Bigrams are two adjacent elements from a string of tokens. Bigrams help place words and phrases into context. For instance, in a United Nations document, a model may classify ‘human’ and ‘rights’ as two different tokens and hence provide us with word frequencies for both, separately. However, given the context, word frequency of the bigram ‘human rights’ would be more insightful. This is why extracting bigrams is helpful.

In my project, there weren’t any distinct bigrams as far as I could tell. This could be due to the short nature of the responses and the small size of the data set, overall. It was definitley still worth running the data through a bigram analyser.

# What other processing steps could you include here
# ... instead of doing them manually above? 
bigram_vectorizer = CountVectorizer(ngram_range = (1,2),
                                    stop_words = "english",
                                    token_pattern = r'\b\w+\b', 
                                    min_df = 1)
bigram_vectorizer
CountVectorizer(analyzer='word', binary=False, decode_error='strict',
                dtype=<class 'numpy.int64'>, encoding='utf-8', input='content',
                lowercase=True, max_df=1.0, max_features=None, min_df=1,
                ngram_range=(1, 2), preprocessor=None, stop_words='english',
                strip_accents=None, token_pattern='\\b\\w+\\b', tokenizer=None,
                vocabulary=None)
# Analyze long_string in the bigram bag of words
analyze = bigram_vectorizer.build_analyzer()
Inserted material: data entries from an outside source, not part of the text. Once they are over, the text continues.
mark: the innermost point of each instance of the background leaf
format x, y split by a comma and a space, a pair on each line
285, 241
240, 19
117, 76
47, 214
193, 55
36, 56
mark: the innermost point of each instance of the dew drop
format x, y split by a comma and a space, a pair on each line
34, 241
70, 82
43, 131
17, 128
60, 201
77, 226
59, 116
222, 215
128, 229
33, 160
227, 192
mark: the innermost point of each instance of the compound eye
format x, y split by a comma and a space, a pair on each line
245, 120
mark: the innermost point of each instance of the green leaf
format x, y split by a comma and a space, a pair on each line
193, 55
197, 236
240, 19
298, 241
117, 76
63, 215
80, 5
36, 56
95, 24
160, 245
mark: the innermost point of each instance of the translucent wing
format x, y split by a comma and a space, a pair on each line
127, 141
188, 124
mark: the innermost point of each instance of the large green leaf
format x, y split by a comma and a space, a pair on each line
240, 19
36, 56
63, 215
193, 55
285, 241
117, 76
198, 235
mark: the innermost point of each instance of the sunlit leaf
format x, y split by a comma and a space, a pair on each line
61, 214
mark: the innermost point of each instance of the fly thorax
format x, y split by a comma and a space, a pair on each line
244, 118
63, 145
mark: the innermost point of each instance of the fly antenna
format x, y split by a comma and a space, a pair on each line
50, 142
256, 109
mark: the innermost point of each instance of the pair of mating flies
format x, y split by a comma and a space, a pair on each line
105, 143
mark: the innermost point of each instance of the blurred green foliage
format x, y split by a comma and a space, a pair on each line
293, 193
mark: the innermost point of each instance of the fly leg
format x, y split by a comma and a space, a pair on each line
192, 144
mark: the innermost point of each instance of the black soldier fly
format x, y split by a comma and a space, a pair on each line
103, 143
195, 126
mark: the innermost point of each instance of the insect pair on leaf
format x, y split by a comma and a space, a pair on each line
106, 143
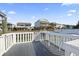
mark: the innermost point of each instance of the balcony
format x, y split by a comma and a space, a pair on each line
43, 43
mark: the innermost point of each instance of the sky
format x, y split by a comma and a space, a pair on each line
63, 13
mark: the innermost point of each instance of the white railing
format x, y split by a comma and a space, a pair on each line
8, 40
45, 37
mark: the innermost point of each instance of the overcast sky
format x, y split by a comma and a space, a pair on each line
64, 13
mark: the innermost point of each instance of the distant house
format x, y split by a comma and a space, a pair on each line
22, 26
41, 23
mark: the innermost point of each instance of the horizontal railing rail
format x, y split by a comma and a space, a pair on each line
45, 37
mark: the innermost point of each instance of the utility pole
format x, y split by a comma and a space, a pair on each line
4, 22
4, 25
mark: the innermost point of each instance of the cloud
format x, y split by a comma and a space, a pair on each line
69, 14
33, 17
11, 12
66, 4
72, 11
45, 9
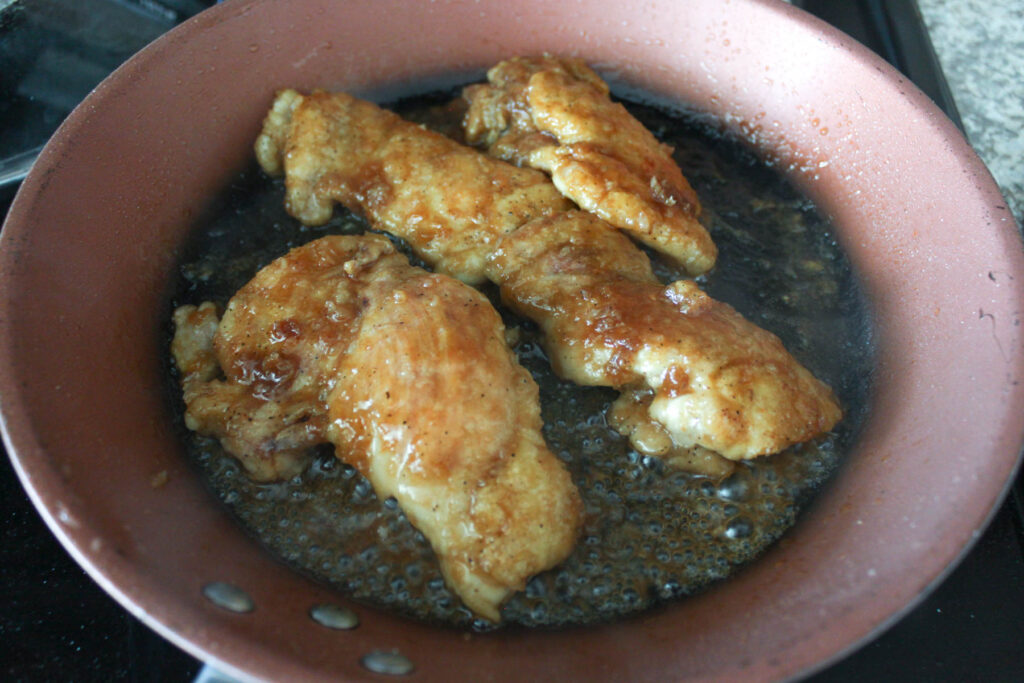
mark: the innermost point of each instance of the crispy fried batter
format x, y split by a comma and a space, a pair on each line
695, 376
408, 375
334, 147
556, 115
694, 367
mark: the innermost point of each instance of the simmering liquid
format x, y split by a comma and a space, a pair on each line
651, 534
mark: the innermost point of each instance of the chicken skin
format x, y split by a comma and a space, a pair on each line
692, 371
696, 378
334, 147
555, 115
409, 376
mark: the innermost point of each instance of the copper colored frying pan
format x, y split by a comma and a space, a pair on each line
90, 244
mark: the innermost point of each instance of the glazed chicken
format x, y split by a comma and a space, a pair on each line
453, 211
409, 376
696, 378
556, 115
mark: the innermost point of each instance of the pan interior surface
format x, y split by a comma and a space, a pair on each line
82, 382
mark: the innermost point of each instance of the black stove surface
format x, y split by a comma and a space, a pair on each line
56, 624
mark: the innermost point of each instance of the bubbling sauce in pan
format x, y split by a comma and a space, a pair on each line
651, 534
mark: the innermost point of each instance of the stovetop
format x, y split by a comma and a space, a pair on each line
55, 624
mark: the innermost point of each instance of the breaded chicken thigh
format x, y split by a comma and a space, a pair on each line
408, 375
334, 147
693, 372
695, 376
555, 115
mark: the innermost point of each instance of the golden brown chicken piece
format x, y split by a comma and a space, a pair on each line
695, 376
334, 147
408, 375
693, 372
555, 115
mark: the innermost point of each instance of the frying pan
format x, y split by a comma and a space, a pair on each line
90, 243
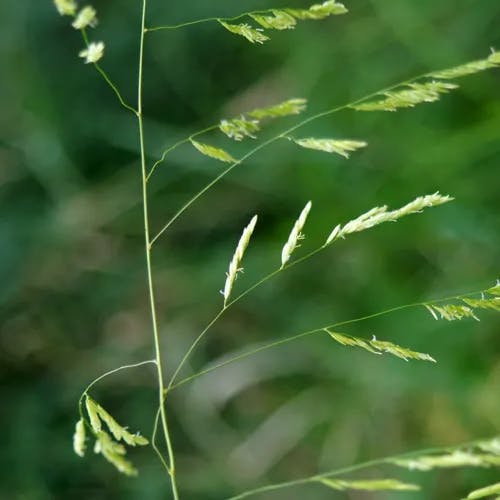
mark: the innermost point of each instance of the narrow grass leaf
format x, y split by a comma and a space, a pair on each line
253, 35
295, 235
212, 152
342, 147
368, 485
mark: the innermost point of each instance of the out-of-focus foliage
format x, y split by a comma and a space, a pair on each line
73, 298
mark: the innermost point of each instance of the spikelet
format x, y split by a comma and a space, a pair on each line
319, 11
368, 485
409, 97
66, 7
456, 458
483, 303
495, 290
492, 446
114, 453
451, 312
280, 20
378, 346
234, 265
86, 18
95, 421
492, 61
418, 204
253, 35
218, 154
351, 341
79, 438
342, 147
378, 215
289, 107
492, 489
239, 128
398, 351
93, 53
295, 235
97, 414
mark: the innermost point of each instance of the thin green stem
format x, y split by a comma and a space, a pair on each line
108, 80
352, 468
282, 135
153, 441
228, 305
192, 347
107, 374
208, 20
176, 145
300, 335
154, 320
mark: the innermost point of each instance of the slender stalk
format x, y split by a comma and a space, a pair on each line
351, 468
108, 80
282, 135
208, 20
163, 415
300, 335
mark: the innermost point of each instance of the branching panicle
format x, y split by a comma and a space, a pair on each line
111, 438
378, 215
340, 146
234, 265
295, 235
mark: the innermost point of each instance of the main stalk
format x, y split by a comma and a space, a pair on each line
161, 387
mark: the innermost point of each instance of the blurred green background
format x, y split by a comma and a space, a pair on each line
73, 300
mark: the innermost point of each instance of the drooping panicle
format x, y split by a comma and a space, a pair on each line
340, 146
93, 53
213, 152
87, 17
79, 438
378, 215
234, 265
295, 235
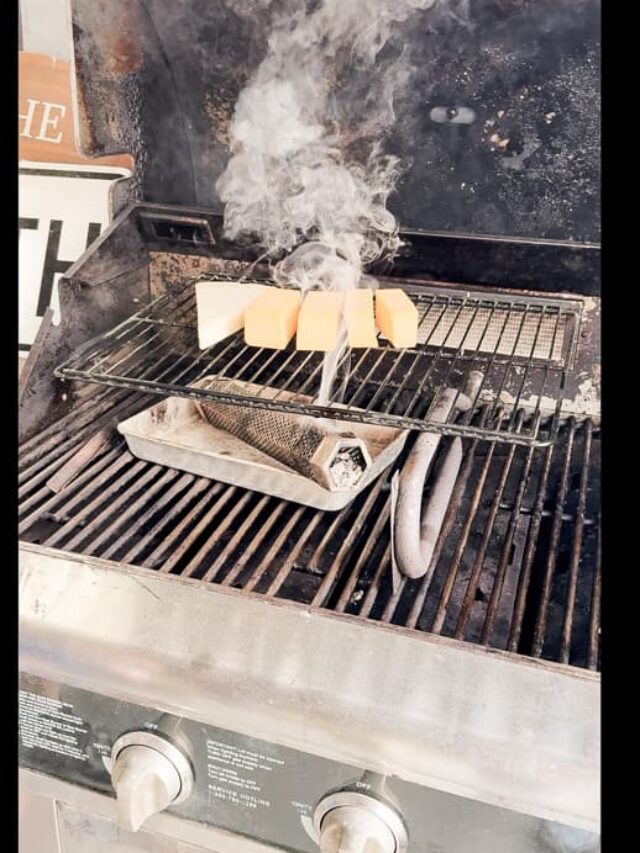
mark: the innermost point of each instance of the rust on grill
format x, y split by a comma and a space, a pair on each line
516, 566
vocab = analyze(unique_string)

Metrics of Word Frequency

Word frequency analysis can be a double-edged sword. On one hand, word frequencies offer a lot of “big-picture” insight into our data set. Borrowing from the UN example that I used before, looking at the (potentially high) frequency of the bigram ‘human rights’ and interpreting whether other frequent words in the corpus together form a political, social or internationally characterized lexicon would lead us to infer that the corpus consists of documents from UN or a similar organization. However, only looking at ‘human’ or ‘rights’ word frequencies might not lead us to the same conclusion. Thus, in computational approaches to social science, a humanistic understanding of the source and context of your data set is always helpful.

Word Frequency analysis on my dataset could prove helpful because of its small size. I know that this dataset contains participants’ responses to questions regarding topics covered in our education system. From the age demographics, I know that they are primarily in the range of 19-20. This in conjunction with other information helps put certain word frequency results in context and hence, understand them better. I will provide specific examples of where context-driven interpretations are helpful, alongside the visualizations of word-frequency metrics.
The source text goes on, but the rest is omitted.